# Model ship in York Cathedral



## Dick S (Feb 10, 2007)

Hi,
I hope some one in this forum may be able to help me. I was in York Cathedral recently and there is a Builders model ship of (if I remebmer rightly) the Vale of Pickeriing 4 hatches 1500 tons and a woodbine funnel, built by Furness. No dates of build but looks like early 20th cent. Any ideas of dates in service, company etc? but what I would like to know was who built the model and why Furness's appeared to have kept it and not presented to the owners as was the practice? Hope I have posted in right forum!

Cheers 
Dick


----------



## non descript (Nov 18, 2005)

*Vale of Pickering*

Dick, I know nothing of this ship - Vale of Pickering - but hopefully others will, and can add their comments. - Frankly there is every reason to have your posting in Models or Research... so on that basis we can leave it here and see what transpires. (Thumb)


----------



## K urgess (Aug 14, 2006)

According to Miramar there was only one Vale of Pickering
http://www.miramarshipindex.org.nz/ship/show/339185
and she only lasted 5 years before being lost.
Cheers
Kris


----------



## Chouan (Apr 20, 2006)

And why is it in York Minster?


----------



## Ron Stringer (Mar 15, 2005)

Chouan said:


> And why is it in York Minster?


Oh, no!

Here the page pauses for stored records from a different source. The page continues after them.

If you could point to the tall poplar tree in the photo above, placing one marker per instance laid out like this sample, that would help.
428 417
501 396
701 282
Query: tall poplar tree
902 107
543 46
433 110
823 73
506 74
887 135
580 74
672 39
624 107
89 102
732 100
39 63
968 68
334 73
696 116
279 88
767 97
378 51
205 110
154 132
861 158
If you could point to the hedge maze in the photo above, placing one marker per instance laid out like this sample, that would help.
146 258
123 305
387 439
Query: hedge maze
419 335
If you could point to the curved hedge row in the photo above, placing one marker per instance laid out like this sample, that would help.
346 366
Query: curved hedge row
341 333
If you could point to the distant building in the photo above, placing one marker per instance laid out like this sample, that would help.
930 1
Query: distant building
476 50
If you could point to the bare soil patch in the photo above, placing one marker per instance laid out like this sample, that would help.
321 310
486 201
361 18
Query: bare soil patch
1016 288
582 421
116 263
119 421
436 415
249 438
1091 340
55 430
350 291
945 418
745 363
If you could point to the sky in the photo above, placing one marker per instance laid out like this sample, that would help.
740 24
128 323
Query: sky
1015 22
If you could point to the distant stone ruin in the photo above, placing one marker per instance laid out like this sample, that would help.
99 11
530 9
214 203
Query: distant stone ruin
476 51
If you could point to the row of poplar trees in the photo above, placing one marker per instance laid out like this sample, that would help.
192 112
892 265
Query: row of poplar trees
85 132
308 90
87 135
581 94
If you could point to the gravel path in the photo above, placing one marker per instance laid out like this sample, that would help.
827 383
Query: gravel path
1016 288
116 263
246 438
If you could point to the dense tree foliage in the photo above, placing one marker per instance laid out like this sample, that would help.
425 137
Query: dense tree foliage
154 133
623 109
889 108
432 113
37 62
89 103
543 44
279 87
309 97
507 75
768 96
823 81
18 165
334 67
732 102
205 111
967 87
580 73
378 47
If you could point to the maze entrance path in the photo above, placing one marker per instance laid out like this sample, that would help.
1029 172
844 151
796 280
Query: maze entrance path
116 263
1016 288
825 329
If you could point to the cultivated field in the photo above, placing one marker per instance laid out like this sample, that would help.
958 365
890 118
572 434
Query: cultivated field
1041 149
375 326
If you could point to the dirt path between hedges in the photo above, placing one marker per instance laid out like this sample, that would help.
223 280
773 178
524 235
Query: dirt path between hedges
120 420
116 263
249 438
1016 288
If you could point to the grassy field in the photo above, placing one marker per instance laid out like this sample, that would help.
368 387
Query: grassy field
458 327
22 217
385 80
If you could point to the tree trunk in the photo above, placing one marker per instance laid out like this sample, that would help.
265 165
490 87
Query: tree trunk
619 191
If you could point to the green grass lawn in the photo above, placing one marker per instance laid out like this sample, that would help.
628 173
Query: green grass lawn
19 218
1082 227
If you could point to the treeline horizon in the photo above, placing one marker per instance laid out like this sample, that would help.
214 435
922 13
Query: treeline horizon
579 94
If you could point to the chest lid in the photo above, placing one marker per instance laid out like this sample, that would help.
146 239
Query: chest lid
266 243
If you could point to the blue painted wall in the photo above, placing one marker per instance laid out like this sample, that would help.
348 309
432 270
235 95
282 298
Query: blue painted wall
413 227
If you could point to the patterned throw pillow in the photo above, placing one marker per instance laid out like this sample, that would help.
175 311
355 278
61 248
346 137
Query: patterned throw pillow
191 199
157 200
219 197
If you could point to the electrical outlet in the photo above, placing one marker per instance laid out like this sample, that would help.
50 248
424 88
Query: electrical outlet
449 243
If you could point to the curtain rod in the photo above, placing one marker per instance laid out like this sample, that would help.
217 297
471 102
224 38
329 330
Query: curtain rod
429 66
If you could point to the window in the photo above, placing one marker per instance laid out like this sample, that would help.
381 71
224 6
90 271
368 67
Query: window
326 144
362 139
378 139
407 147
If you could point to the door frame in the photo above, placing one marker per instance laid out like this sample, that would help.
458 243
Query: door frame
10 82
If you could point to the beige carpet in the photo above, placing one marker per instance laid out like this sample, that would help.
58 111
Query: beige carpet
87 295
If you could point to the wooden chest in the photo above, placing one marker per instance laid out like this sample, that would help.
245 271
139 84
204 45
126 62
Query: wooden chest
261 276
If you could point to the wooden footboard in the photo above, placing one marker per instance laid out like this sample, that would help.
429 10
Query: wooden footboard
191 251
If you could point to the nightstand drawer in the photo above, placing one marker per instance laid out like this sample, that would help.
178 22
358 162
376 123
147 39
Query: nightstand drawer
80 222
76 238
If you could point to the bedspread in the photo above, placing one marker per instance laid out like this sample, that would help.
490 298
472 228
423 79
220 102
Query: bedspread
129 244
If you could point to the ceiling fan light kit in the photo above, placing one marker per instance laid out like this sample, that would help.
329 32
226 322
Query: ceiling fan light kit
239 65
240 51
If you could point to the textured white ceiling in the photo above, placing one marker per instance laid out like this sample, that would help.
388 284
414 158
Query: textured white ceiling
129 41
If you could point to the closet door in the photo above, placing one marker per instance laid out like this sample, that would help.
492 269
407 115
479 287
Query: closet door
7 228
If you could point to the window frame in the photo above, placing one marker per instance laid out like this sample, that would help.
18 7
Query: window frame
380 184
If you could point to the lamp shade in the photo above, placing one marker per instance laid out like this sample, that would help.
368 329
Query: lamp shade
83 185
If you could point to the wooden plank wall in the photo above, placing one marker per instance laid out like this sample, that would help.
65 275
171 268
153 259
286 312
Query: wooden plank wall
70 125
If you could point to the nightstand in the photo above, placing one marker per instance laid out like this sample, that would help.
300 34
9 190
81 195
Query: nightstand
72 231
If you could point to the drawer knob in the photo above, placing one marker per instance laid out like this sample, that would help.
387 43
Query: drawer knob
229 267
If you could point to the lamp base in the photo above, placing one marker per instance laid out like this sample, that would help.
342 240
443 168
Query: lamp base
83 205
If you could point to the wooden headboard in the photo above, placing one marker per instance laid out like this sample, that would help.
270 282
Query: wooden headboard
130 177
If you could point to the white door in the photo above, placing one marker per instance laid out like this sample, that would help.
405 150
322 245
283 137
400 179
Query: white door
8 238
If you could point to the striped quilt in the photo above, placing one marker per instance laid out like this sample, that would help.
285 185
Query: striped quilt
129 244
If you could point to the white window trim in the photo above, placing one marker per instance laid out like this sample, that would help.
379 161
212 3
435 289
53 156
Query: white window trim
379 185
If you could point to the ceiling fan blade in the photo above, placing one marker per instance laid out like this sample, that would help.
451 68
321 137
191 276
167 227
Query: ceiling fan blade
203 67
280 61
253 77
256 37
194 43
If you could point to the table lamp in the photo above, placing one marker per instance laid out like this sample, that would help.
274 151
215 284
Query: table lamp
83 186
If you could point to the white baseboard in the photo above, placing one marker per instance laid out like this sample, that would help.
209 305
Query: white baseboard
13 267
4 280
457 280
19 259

Not another dodgy Satnav?


----------



## trawlercook (Aug 19, 2005)

hi dick
i was onced asked to build a model of a sailing smack by the local church in the village that i lived in kessingland near lowestoft years ago ,it was a boat that was owned by a family that helped the church in the year dot but it appears that quite a few churches that had some conection with boats in the area had models built and as mine is now hanging from the roof beam,s over the alter.i hope this helps your quest in some way.
regards colin


----------



## K urgess (Aug 14, 2006)

Most if not all Scandinavian churches have a model of a ship, usually the sailing variety, hanging from the ceiling/rafters sailing up the aisle towards the altar.


----------



## Dick S (Feb 10, 2007)

Hi
Thanks for the responses, the reason, according to the little note underneath the model, was that in Yorkshire there are a lot of people connected with the sea and this was as in appreciation of them, I thought it was a good thing, especially away from the sea. 

Dick


----------